The elution rate was 0.95% when the heating and pressurizing step was not performed, whereas the elution rate after the heating and pressurizing step at 400 ° C. was 0.039%, which was about 25 minutes. It became 1. It is considered that this is because the polysulfone was melted by the heat processing step and covered the surface of the zeolite, and the contact between the zeolite adsorbing cesium and water was hindered.

(4-2) Test using radioactive cesium Extraction of radioactive cesium concentration 488 Bq / kg obtained by accommodating 2 kg of the radioactive cesium adsorbed fiber prepared above in a column and extracting incineration ash containing radioactive cesium with hot water. 70 L of water was circulated for 300 minutes to adsorb radioactive cesium on the radioactive cesium adsorbing fibers. The final equilibrium concentration of radioactive cesium in the extracted water was 80 Bq / kg. Radioactive cesium-adsorbed fibers were taken out from the column, and the surface was simply washed with water to prepare a fibrous sample. Further, the same radioactive cesium-adsorbed fiber was subjected to a heating and pressurizing step at 400 ° C. to prepare a pellet-shaped sample. Then, an elution test was performed on each sample, the concentration of radioactive cesium contained in the solution was measured with a Ge semiconductor detector, and the elution rate was calculated. The results are shown in the table below.
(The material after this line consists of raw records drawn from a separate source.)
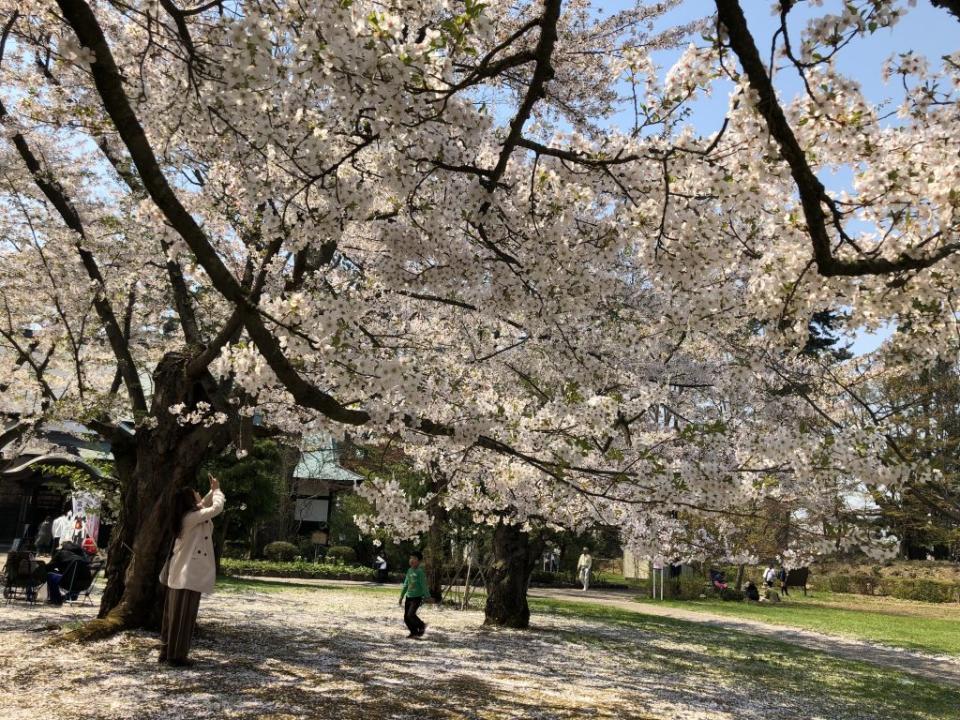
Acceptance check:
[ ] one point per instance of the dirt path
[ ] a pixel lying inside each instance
(941, 669)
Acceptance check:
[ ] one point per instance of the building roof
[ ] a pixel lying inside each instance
(321, 462)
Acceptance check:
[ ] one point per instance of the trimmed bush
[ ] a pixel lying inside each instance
(280, 550)
(297, 569)
(342, 554)
(731, 594)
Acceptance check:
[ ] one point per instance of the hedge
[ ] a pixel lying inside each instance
(903, 588)
(297, 569)
(280, 550)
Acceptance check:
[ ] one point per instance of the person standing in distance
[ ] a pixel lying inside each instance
(416, 591)
(584, 566)
(190, 569)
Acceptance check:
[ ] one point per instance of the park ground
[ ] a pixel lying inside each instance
(278, 651)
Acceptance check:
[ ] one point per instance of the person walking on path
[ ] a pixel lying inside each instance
(190, 569)
(415, 590)
(584, 566)
(45, 536)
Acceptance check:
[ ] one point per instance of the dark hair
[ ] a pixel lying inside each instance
(183, 502)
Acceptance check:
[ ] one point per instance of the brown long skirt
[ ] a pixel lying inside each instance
(179, 619)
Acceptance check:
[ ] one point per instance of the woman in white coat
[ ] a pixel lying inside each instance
(190, 569)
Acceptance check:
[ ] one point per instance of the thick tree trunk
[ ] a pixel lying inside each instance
(508, 577)
(436, 538)
(166, 458)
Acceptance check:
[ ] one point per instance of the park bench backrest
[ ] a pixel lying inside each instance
(798, 577)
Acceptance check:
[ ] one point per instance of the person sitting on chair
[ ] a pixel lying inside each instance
(64, 564)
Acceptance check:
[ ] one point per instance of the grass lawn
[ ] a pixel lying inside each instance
(735, 658)
(901, 623)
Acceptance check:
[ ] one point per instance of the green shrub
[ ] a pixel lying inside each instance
(920, 589)
(342, 554)
(297, 569)
(280, 550)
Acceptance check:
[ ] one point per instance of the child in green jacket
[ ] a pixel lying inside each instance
(415, 590)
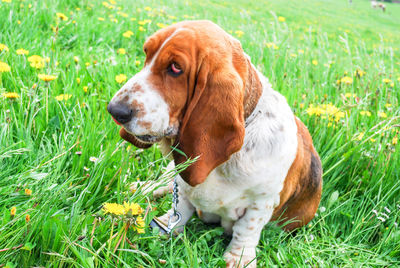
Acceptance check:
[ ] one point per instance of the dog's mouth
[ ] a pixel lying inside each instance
(148, 138)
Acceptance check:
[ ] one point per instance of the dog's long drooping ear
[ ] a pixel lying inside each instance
(213, 125)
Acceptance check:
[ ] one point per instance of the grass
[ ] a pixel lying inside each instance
(46, 144)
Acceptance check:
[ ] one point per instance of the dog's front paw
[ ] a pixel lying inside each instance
(237, 257)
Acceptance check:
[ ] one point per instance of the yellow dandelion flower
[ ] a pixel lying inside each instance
(140, 224)
(13, 211)
(127, 34)
(359, 73)
(382, 114)
(239, 33)
(122, 14)
(47, 77)
(120, 78)
(63, 97)
(4, 67)
(346, 80)
(10, 95)
(3, 48)
(36, 61)
(61, 16)
(161, 25)
(386, 80)
(113, 208)
(132, 208)
(366, 113)
(121, 51)
(22, 51)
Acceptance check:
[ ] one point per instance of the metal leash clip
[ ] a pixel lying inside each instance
(174, 219)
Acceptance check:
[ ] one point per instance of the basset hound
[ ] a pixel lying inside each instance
(199, 92)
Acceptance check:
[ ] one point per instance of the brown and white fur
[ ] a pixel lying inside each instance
(257, 161)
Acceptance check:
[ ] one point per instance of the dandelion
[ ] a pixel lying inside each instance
(22, 51)
(36, 61)
(366, 113)
(239, 33)
(113, 208)
(63, 97)
(3, 48)
(61, 16)
(132, 209)
(10, 95)
(382, 114)
(120, 78)
(127, 34)
(4, 67)
(13, 211)
(47, 77)
(121, 51)
(359, 73)
(161, 25)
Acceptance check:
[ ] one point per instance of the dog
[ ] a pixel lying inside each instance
(199, 92)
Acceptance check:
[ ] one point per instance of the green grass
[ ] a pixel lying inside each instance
(40, 136)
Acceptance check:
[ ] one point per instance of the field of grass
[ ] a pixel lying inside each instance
(61, 157)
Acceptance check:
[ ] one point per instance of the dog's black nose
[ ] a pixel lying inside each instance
(121, 113)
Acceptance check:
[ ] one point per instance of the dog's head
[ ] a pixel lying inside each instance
(193, 89)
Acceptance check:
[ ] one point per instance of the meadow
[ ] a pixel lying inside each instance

No elution of radioactive cesium was confirmed in either the fibrous sample or the pellet sample. Calculated from the detection limit, the elution rate of the fibrous sample was 1.4% or less and that of the pellet sample was 1% or less. It was shown that all of them adsorbed radioactive cesium extremely strongly.

Claims (1)

It is a method of reducing the volume of a radioactive cesium-adsorbed fiber made of a porous polymer material carrying porous particles and adsorbing radioactive cesium. The radioactive cesium-adsorbed fiber dissolves the polymer material to form the porous particles. It was obtained by extruding a dispersed polymer solution into water, and provided a heating and pressurizing step of pressurizing the radioactive cesium-adsorbed fibers while heating them. The porous particles were zeolite and the polymer material. Is a polysulfone, and the heating and pressurizing step is performed at 250 to 450 ° C., and in the heating and pressurizing step, the polymer material is melted and radioactive cesium is adsorbed in the pores. A method for reducing the volume of used radioactive cesium-adsorbed fibers, which comprises covering the pores.